Women make up 60% of the White House staff appointed by President Joe Biden, while people from racially or ethnically diverse communities account for 44%, the White House said Thursday as it released an annual personnel report to Congress.
The White House said the report — which includes the names, titles and salaries of all political appointees — showed that the Biden administration was the most diverse in U.S. history, in line with the Democratic president's commitment to build an administration that looks like America.
The report also showed a pay gap between men and women of just under 1%, with the women earning $93,752 on average, while men earn $94,639.
White House press secretary Jen Psaki and chief of staff Ron Klain are among the top earners, drawing a salary of $180,000 a year, as is Elizabeth Hone, a longtime Federal Communications Commission attorney hired as a special adviser on broadband, who gets $183,164 a year.
The administration hired 1,500 presidential appointees across the federal government in the first 100 days in office, double the number hired by any prior administration in that time period.

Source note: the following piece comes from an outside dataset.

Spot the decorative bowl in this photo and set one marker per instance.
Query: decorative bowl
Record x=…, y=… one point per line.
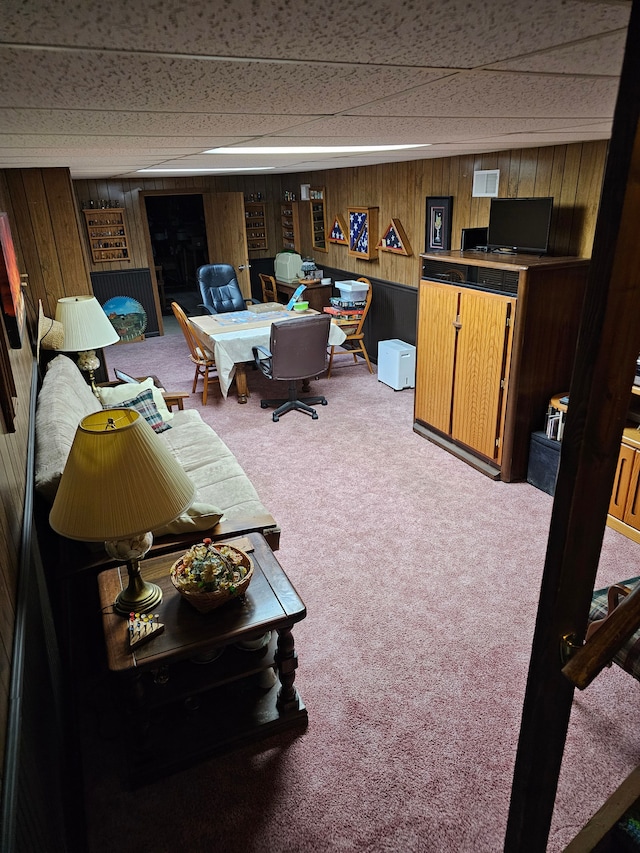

The Biden administration's "roughly equal" pay for women and men stands in sharp contrast to the former Trump administration, which had a gender pay gap of 20%, and the Obama administration, which had a gender pay gap of 11% in its final year in office.
The Pew Research Center reported in May that the overall pay gap for women and men in the United States was about 16%, which means it would take an average woman 42 extra days of work a year to earn what a man did.
Women and people of color have slightly less representation in the 59 senior staff members at the White House, with women accounting for 56%, and people from racially and ethnically diverse backgrounds accounting for 36%.